C'est l'un des épisodes qui agitent l'Allemagne depuis les multiples agressions sexuelles commises dans la nuit du 31 décembre 2O15 au 1er janvier 2016, tant la "gestion" de ces événements suscitent des interrogations : combien de victimes et de coupables ? D'où venaient les agresseurs ? Pourquoi les autorités, la police et la presse de cette grande métropole de l'Ouest de l'Allemagne ont-elles tant tardé à réagir ? Des questions auxquelles tentaient donc de répondre Henriette Reker lors d'une conférence de presse le 6 janvier 2016, sans doute trop longtemps après les faits.

Agressions sexuelles à Cologne
Une femme interpelle la chancelière allemande devant la cathédrale de Cologne, le mardi 5 janvier 2016 après les agressions sexuelles commises en cette même place "Mme Merkel, où êtes vous ? Que dites-vous ? C'est effrayant"
Oliver Berg/dpa via AP


Maire sans étiquette de la ville rhénane, cette avocate soutenue par la CDU, le parti de la Chancelière Angela Merkel, elle recommandait donc à ces administrées, lors d'un échange avec les journalistes, de respecter "une certaine distance, plus longue que le bras" (Auf Armlänge Abstand halten) avec les inconnus pour se protéger d'éventuels assauts. Son conseil a déclenché une vague de commentaires sarcastiques sur Twitter, les mots dièses (hashtags) #ArmlaengeAbstand et #‎einearmlaen, expressions allemandes pour "distance de plus d'un bras", s'imposant dès le lendemain parmi les cinq plus partagés en Allemagne.
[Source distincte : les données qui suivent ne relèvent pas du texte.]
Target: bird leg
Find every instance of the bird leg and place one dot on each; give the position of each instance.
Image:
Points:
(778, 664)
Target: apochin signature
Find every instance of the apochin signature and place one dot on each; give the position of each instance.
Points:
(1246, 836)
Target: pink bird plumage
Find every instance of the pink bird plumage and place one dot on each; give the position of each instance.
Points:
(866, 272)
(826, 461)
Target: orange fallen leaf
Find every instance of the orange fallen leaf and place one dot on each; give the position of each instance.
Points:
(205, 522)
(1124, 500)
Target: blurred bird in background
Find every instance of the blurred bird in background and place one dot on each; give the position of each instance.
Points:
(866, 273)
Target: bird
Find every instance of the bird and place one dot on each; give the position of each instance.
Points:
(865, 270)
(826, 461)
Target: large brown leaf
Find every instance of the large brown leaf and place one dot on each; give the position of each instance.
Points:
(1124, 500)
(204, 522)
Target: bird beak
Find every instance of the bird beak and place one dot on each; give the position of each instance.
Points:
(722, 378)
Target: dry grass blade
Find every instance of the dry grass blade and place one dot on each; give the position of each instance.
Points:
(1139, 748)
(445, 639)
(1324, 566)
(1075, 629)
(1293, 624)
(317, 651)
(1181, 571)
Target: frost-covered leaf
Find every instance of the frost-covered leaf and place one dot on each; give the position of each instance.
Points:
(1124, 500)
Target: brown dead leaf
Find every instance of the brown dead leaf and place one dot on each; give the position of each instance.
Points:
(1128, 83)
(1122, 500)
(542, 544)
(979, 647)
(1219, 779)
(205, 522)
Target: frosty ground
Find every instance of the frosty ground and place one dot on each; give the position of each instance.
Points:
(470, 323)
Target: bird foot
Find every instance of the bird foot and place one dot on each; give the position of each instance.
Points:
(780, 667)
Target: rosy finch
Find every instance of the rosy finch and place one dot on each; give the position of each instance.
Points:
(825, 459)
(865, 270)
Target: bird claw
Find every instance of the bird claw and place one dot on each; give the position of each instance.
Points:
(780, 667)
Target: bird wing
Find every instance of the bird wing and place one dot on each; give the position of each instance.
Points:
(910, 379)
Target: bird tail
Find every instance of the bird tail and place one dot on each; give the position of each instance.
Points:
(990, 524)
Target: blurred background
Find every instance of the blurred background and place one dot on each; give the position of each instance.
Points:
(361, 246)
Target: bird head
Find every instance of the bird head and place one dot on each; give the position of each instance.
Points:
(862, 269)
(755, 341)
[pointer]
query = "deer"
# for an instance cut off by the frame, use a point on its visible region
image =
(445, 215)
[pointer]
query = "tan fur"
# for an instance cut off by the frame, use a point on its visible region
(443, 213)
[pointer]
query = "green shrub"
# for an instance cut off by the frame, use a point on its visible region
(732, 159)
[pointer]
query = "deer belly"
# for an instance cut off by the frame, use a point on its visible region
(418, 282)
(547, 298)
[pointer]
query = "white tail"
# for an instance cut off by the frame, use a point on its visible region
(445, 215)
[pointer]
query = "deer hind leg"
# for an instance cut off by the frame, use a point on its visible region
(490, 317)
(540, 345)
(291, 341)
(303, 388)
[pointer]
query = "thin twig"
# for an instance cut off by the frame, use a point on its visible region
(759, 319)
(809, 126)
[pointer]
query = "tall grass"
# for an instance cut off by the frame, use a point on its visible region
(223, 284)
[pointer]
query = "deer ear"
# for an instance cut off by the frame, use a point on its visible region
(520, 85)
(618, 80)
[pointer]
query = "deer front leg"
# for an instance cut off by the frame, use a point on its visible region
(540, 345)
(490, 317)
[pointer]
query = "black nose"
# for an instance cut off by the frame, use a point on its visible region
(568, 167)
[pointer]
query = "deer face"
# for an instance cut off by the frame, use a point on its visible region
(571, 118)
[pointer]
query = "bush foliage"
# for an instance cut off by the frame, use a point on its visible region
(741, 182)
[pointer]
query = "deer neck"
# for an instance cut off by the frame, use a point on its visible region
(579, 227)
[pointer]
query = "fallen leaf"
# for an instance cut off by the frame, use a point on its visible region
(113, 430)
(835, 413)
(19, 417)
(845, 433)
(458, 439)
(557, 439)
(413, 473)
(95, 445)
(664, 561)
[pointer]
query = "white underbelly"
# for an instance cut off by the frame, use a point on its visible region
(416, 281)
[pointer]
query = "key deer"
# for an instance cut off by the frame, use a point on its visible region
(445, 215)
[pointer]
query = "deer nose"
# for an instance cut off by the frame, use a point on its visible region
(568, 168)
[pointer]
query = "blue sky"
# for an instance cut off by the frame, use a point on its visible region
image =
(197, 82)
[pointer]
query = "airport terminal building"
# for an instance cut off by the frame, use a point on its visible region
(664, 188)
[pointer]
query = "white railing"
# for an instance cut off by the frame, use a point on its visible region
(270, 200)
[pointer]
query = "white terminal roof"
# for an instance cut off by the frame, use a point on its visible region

"Bras de distance", le nouveau mètre étalon de Cologne

Pourtant, comme le rappelle les quotidiens locaux, ce n'est pas la première fois que cette expression est employée pour inciter les citoyens de la ville à plus de vigilance. En mai 2014, elle avait déjà été employée par la police de Cologne qui conseillait aux habitants de se tenir « à un bras de distance » des pickpockets qui font mine de danser avec les passants pour mieux leur dérober leur portefeuille et leur smartphone.

Cologne connaît régulièrement des éruptions de vandalisme et autres violences, en particulier lorsque les esprits s'échauffent au moment de son célèbre carnaval en février de chaque année, un moment de célébration collective qui donne lieu à quelques excès et qui compte même une journée d'émancipation des femmes au cours de laquelle elles coupent les cravates des hommes et embrassent les passants sur les joues.

L'élue a donc cru bien faire en reprenant ce petit truc du bras pour éviter les mauvaises intentions et autres agressions. "Elle est sans doute bien intentionnée mais incroyablement naïve" a asséné Alice Schwarzer, figure emblématique de la non moins emblématique publication Emma, nichée dans l'une des tours qui domine le Rhin. La célèbre journaliste et écrivaine a ajouté : "ces gars qui sèment la terreur se fichent bien de la longueur d'un bras."
 


D'autres internautes ont été beaucoup plus sévères, jusqu'à l'excès, assimilant ce bras à cet autre de si sombre souvenir, celui levé des nazis. Des moqueries aux accusations, à l'aide de photos-montages, les quotidiens, dont le Tagespiegel de Berlin, ont recensé les plus percutants de ces réactions.


La classe politique de Berlin a elle aussi vivement réagi. La ministre de la Famille, des Femmes et de la Jeunesse, Manuela Schwesing, qui sur Twitter, a rétorqué à Henriette Reker : "nous n'avons pas besoin de règles de comportement pour les femmes, ce sont les auteurs des faits qui doivent rendre des comptes".


Le ministre de la Justice Heiko Maas y est lui aussi allé de son commentaire : "Ce ne sont pas les femmes qui portent la responsabilité" de ces agressions, a-t-il jugé.


"J'ai les bras courts, est-ce que cela me sera reproché ?" s'interroge la twitteuse Birgit Haase.


Tandis qu'un autre lance un appel :  "Je suis en vacances. Quelqu'un pourrait-il équiper pour moi Mme Reker de protections cyclistes de sécurité ? (celles que l'on met sur le côté gauche du vélo pour indiquer aux automobilistes la distance de sécurité, ndlr)".


Henriette Reker a tenté de se défende le lendemain de son si peu avisé conseil en déplorant selon des propos rapportés par l'agence DPA que "les compte-rendus raccourcis dans la presse (de ses propos) aient pu donner l'impression que (ses) mesures de prévention se limitent à des recommandations aux femmes et aux jeunes filles quant à leur comportement".